Monitoring of Toxicity

Before treatment, a complete history and physical examination were performed along with full blood counts and serum biochemistry tests, endocrine evaluation, an audiogram, and electrocardiography and echocardiography. These evaluations were recommended after each cycle of chemotherapy for monitoring toxicity.

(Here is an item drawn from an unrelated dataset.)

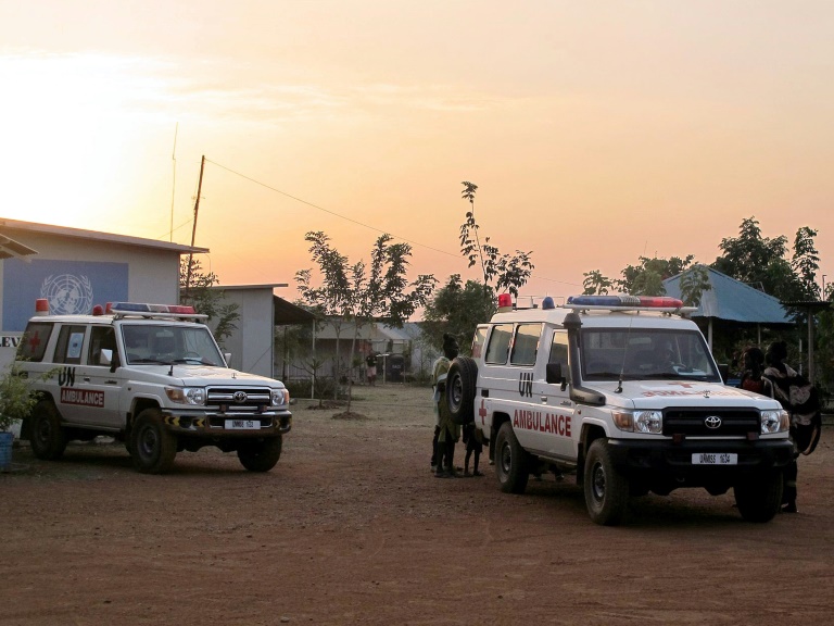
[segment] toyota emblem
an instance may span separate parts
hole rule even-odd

Treatment was started after informed consent was obtained from the patient and/or the parents. The low-risk group included patients with stage I or II disease. These patients received no neoadjuvant chemotherapy but did receive radiotherapy with concomitant cisplatin. The high-risk group included all patients with stage III and IV disease. Treatment for the high-risk group included 3 cycles of neoadjuvant chemotherapy and radiotherapy with concomitant cisplatin. After the completion of radiotherapy, all patients received IFN-β for 6 months. The treatment protocol is provided in Figure 1.

Figure 1.

The treatment protocol for the study 2003 German Society of Pediatric Oncology and Hematology/German Children's Oncology Group nasopharyngeal carcinoma study (NPC-2003-GPOH/DCOG) is illustrated. RT indicates radiotherapy; Gy, grays; IFN-β, interferon beta; Ch B, chemotherapy B; CR+, patients in complete remission; CR−, patients not in complete remission; Ch A, chemotherapy A; 5-FU, 5-fluorouracil; MTX, methotrexate.

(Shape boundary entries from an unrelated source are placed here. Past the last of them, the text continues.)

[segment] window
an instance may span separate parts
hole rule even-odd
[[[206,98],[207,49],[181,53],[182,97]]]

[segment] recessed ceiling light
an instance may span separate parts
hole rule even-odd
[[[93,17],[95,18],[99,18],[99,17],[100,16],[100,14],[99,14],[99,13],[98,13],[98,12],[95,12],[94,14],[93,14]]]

Patients received neoadjuvant chemotherapy in 3 cycles at intervals of 3 weeks (chemotherapy A (ChA)). Each cycle contained cisplatin 100 mg/m2 given as an infusion over 6 hours. Immediately after the cisplatin infusion, leucovorin 25 mg/m2 was given as an intravenous bolus infusion every 6 hours for 6 doses. Thirty minutes after the first leucovorin bolus, 5-fluorouracil (5-FU) 1000 mg/m2 per day as a continuous infusion over 5 days was started. Supportive therapy included adequate hydration and mannitol before, during, and after cisplatin. In case of ototoxicity grade ≥2 according to Common Toxicity Criteria or nephrotoxicity with a creatinine clearance <50 mL/minute/1.73 m2, cisplatin was replaced by carboplatin 500 mg/m2 intravenously over 1 hour. Patients with severe mucositis (grade 4) received a reduced 5-FU dose in the subsequent courses (1000 mg/m2 per day over 4 days).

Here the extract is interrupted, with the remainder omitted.